Diagnostic prénatal : polémique à l’Assemblée nationale

Publié le : 9 février 2011

Le commencement du débat parlementaire sur le projet de loi de bioéthique le 8 février 2011 a été marqué par l’évocation des propos de deux députés concernant le dépistage prénatal. Les paroles de l’un d’entre eux, Olivier Dussopt, ont été repris dans une publicité dénonçant l’eugénisme exercé envers les personnes trisomiques 21 (Cf. Synthèses de presse du 08/01/11 et du 28/01/11).

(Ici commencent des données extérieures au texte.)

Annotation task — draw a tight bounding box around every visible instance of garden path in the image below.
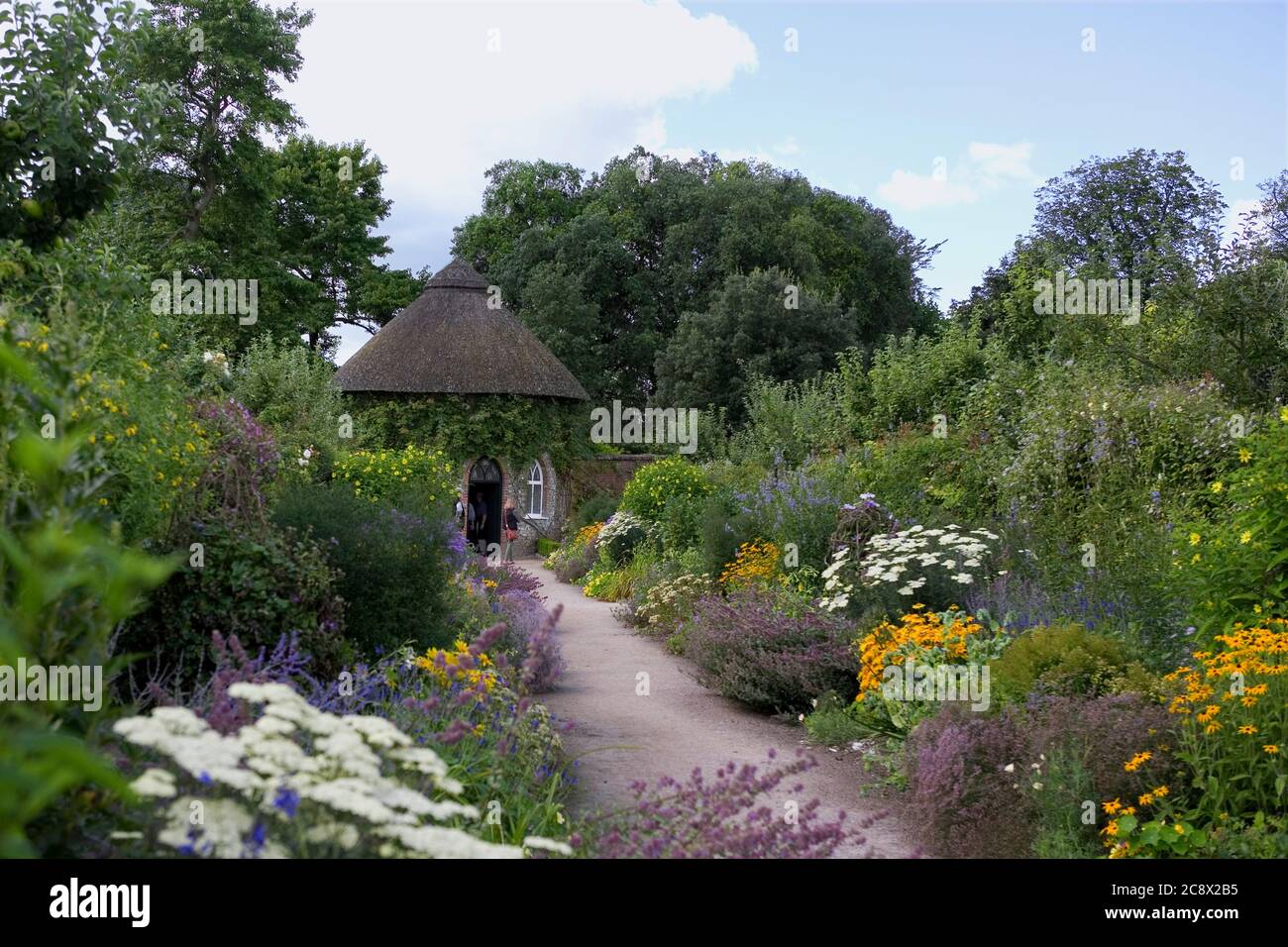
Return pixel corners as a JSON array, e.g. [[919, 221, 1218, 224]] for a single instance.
[[523, 561, 915, 858]]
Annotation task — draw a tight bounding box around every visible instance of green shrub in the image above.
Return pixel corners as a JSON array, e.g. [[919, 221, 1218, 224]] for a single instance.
[[599, 511, 648, 566], [867, 325, 988, 433], [700, 491, 757, 578], [0, 332, 172, 858], [232, 336, 348, 480], [0, 243, 209, 543], [273, 483, 456, 656], [1173, 408, 1288, 639], [805, 694, 872, 746], [989, 622, 1158, 703], [564, 493, 617, 536], [335, 445, 461, 514], [121, 518, 351, 690], [618, 455, 711, 523]]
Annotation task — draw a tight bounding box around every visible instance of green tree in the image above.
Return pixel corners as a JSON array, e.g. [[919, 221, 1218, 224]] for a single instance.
[[0, 0, 163, 249], [454, 149, 937, 402], [273, 137, 411, 348], [1033, 149, 1225, 299], [657, 269, 857, 425]]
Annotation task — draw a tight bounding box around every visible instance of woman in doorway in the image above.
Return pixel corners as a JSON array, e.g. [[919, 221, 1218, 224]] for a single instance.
[[474, 489, 488, 556], [501, 500, 519, 562]]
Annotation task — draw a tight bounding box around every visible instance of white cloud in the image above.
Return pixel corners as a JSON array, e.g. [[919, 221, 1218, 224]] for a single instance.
[[877, 170, 978, 210], [271, 0, 757, 237], [877, 142, 1039, 210], [1221, 197, 1261, 245]]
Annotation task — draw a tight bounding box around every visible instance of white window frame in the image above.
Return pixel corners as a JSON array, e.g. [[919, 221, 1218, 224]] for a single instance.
[[528, 460, 546, 519]]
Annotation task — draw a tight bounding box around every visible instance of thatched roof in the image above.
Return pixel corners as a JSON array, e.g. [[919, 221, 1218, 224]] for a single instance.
[[335, 259, 588, 401]]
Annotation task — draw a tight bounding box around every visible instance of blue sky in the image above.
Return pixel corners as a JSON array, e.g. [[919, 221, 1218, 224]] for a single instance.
[[666, 3, 1288, 304], [286, 0, 1288, 361]]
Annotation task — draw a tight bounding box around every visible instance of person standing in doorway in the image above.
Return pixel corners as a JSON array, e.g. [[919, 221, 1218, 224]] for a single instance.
[[474, 491, 488, 556], [501, 500, 519, 562]]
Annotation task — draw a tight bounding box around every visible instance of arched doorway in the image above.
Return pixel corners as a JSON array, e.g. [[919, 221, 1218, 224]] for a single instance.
[[471, 458, 501, 552]]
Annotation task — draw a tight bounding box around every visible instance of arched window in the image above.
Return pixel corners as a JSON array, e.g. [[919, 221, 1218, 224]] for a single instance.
[[528, 462, 546, 517]]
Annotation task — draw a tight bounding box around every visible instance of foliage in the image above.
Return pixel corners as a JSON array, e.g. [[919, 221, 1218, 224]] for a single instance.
[[273, 483, 464, 655], [635, 574, 716, 638], [597, 510, 648, 566], [907, 694, 1173, 858], [1175, 408, 1288, 638], [318, 625, 576, 845], [618, 455, 711, 523], [0, 326, 172, 857], [731, 370, 854, 469], [121, 518, 345, 689], [193, 398, 279, 524], [583, 543, 657, 601], [353, 394, 590, 467], [115, 682, 569, 858], [452, 149, 934, 407], [519, 605, 566, 693], [853, 604, 1010, 738], [657, 268, 859, 424], [335, 443, 461, 514], [867, 325, 989, 433], [546, 523, 604, 582], [147, 631, 309, 736], [989, 622, 1158, 703], [1033, 149, 1225, 288], [591, 750, 876, 858], [0, 244, 216, 543], [232, 336, 345, 480], [717, 540, 782, 588], [1167, 628, 1288, 822], [819, 523, 999, 612], [734, 456, 847, 570], [686, 587, 855, 712], [0, 0, 163, 249], [564, 492, 618, 536]]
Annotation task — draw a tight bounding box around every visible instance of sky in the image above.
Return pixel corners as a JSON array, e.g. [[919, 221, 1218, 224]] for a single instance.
[[264, 0, 1288, 362]]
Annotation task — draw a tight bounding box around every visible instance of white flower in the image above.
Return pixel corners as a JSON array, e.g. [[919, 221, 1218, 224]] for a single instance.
[[523, 835, 574, 856], [130, 767, 176, 798]]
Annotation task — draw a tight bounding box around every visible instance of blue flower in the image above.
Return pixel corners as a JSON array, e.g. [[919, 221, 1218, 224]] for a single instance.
[[273, 786, 300, 818]]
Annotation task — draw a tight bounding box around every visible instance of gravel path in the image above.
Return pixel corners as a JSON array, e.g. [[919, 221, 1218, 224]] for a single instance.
[[523, 561, 914, 858]]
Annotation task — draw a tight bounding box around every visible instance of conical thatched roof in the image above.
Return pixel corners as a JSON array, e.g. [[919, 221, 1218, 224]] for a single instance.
[[335, 259, 588, 401]]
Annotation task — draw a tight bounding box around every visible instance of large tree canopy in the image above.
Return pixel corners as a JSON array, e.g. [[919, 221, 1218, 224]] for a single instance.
[[1033, 149, 1225, 297], [454, 149, 937, 403], [94, 0, 424, 351], [657, 269, 858, 424]]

Le 25 janvier 2011, ce député socialiste de l’Ardèche avait en effet déclaré dans l’hémicycle : "quand j’entends que "malheureusement" 96 % des grossesses pour lesquelles la trisomie 21 est repérée se terminent par une interruption de grossesse, la vraie question que je me pose c’est pourquoi il en reste 4 %" (Cf. Synthèse de presse du 31/01/11). Il s’opposait au vote d’un amendement, proposé par le député UMP Xavier Breton, visant à améliorer l’information délivrée aux femmes enceintes en matière de dépistage et de trisomie 21, afin de favoriser une véritable liberté de choix.

Reprises dans une publicité publiée dans Le Figaro et dans Les Echos le 8 février 2011 alertant contre l’eugénisme à l’encontre des personnes trisomiques, ces paroles ont fait polémique à l’Assemblée. Prenant la défense de son collègue, le député PS Jean-Louis Touraine a renchéri : "C’est une diffamation et une bêtise grossière. Dans la pratique, on ne fait pas de diagnostic de la trisomie 21, qui entraine des risques pour la grossesse, si l’on veut garder un enfant trisomique".

Après ces deux interventions, le député Hervé Mariton a à son tour réagi :"On a vu lors de l’intervention de notre collègue Dussopt, lors de l’intervention encore aujourd’hui d’un de nos collègues, que l’approche de certains est une approche qui va très vite et quasiment automatiquement du diagnostic à l’avortement."

Les paroles d’Olivier Dussopt ont provoqué une vive émotion chez les parents d’enfants atteints de trisomie 21 et les associations qui les accompagnent. L’Hebdo de l’Ardèche s’en ai fait l’écho, rapportant les réactions indignés de certains députés comme Philippe Meunier. Olivier Dussopt a reconnu avoir tenu des propos maladroits : "je me suis exprimé à propos du dépistage des maladies génétiques sur l’embryon. Emporté par ce débat, j’ai prononcé une phrase malheureuse et mal comprise. Elle a blessé des parents d’enfants en situation de handicap. J’en suis désolé". Il dit s’être interrogé, à titre personnel, sur les motivations de parents faisant le choix de ne pas avorter un enfant handicapé. "Jamais je ne jugerai des parents qui font le choix de poursuivre la grossesse […] mais je comprends aussi ceux qui ont recours à l’IVG dans ce cas" a-t-il affirmé dans un communiqué.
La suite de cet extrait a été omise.